第700話・石山本願寺

Side:久遠一馬


 遠くに寺院と町が見える。あそこが目的地の石山本願寺らしい。


 史実では大坂として有名で、石山本願寺が立ち退いたあとに豊臣秀吉が大坂城と町を築いている。とはいえここは古くから渡辺津わたなべのつという港があり栄えていた場所となる。


 ここは瀬戸内海と京の都がある山城、平城の都があった大和を繋ぐ、淀川水系や大和川水系の拠点として畿内で屈指の湊となる。それだけではなく周囲の交通の要所でもあるので、天下を治めると考えるとこの場所を押さえる意味は果てしなく大きい。

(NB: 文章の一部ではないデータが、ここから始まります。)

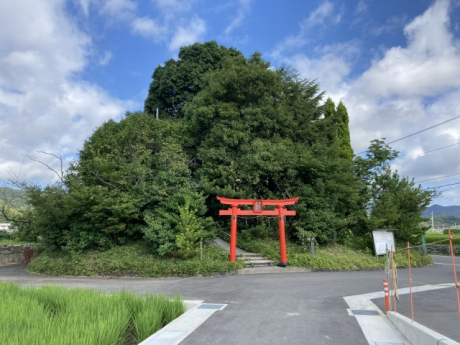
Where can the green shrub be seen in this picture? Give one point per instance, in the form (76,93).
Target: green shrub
(132,259)
(336,257)
(433,237)
(453,231)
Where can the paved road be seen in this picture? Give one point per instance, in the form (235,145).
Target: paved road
(304,308)
(435,309)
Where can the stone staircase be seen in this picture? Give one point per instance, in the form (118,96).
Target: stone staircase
(255,260)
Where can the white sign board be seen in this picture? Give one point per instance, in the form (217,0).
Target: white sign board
(383,239)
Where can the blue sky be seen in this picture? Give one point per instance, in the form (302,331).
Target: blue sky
(68,66)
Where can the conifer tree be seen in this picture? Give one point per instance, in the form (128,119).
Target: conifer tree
(346,150)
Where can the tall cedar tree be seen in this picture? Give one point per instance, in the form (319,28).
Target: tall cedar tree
(178,81)
(344,132)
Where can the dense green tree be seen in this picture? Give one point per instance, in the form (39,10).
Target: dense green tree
(390,201)
(178,81)
(130,181)
(260,133)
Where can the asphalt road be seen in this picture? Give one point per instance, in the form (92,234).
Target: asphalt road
(435,309)
(297,308)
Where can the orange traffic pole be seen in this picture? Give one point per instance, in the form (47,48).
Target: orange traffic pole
(281,217)
(393,278)
(455,273)
(410,283)
(233,235)
(385,292)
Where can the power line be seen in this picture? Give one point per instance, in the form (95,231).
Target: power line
(439,148)
(437,178)
(444,185)
(423,130)
(424,153)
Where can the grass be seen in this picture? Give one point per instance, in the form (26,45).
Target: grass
(331,258)
(12,241)
(132,259)
(53,315)
(7,238)
(431,237)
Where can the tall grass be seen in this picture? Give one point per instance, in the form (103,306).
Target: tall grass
(431,237)
(53,315)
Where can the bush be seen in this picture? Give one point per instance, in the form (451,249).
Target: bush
(453,231)
(133,259)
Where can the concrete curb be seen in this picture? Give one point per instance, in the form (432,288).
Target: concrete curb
(272,270)
(176,331)
(417,333)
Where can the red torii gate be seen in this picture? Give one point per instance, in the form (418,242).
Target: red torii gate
(257,210)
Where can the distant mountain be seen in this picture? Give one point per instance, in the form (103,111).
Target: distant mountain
(439,210)
(443,222)
(15,197)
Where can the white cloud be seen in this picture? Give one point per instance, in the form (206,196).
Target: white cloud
(322,15)
(188,35)
(405,90)
(119,9)
(392,23)
(148,27)
(319,15)
(243,10)
(104,60)
(44,105)
(362,7)
(330,69)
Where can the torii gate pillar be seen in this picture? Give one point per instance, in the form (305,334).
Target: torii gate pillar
(258,210)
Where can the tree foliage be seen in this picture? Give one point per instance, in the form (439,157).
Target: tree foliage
(178,81)
(260,133)
(234,127)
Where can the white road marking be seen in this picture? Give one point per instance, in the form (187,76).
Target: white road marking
(441,263)
(176,331)
(378,329)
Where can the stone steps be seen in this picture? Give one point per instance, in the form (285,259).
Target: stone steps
(255,260)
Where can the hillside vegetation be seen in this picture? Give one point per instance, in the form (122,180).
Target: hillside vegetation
(229,126)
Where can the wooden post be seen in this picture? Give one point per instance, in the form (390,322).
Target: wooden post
(233,234)
(410,283)
(385,292)
(455,271)
(281,216)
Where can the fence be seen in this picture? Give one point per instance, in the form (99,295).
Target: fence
(392,297)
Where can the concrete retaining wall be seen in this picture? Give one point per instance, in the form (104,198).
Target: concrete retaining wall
(416,333)
(445,250)
(13,253)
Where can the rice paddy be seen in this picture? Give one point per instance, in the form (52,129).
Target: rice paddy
(53,315)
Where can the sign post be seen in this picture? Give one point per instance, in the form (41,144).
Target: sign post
(383,239)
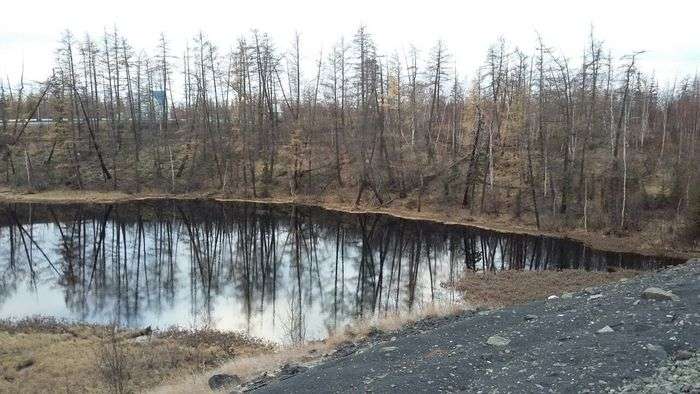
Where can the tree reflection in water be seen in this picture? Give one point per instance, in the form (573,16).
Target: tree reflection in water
(284,273)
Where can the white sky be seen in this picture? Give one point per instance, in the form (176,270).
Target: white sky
(668,30)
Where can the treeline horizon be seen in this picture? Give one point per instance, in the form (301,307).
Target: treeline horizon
(591,142)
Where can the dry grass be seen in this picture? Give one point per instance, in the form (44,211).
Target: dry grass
(45,355)
(250,367)
(646,241)
(506,288)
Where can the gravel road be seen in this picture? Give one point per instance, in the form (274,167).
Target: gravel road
(604,339)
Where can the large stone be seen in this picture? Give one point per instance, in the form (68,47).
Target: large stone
(498,341)
(289,370)
(605,330)
(223,380)
(654,293)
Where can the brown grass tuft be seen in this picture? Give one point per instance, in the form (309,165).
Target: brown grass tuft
(506,288)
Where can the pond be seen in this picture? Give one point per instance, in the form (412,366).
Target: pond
(280,272)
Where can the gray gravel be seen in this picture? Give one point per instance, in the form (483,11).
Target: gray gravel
(617,341)
(676,375)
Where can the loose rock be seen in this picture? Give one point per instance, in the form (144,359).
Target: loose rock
(223,380)
(498,341)
(605,330)
(654,293)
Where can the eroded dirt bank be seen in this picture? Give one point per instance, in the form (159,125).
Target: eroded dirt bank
(643,242)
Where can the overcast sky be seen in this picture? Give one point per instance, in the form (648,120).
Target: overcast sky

 史実の織田信長の最大の敵であり障害は、間違いなくこの石山本願寺になるだろう。


 石山本願寺自体は天下を自ら望むとまでは言えないが、すでにこの時代でも領国化している加賀のこともあるし、一声かけると一揆にて数万が集まる勢力がこんな重要な拠点を占拠していることは、国家運営としては見過ごせない。


 もっとも石山本願寺自体は細川晴元のせいで山科本願寺を失っており、被害者という側面もないわけではない。


 比叡山延暦寺とか大和の興福寺とか、古くから強大な権力を用いて強訴という強引な手法で自分たちの要求を押し通す寺社と比べると、そこまで傍若無人というわけではないはず。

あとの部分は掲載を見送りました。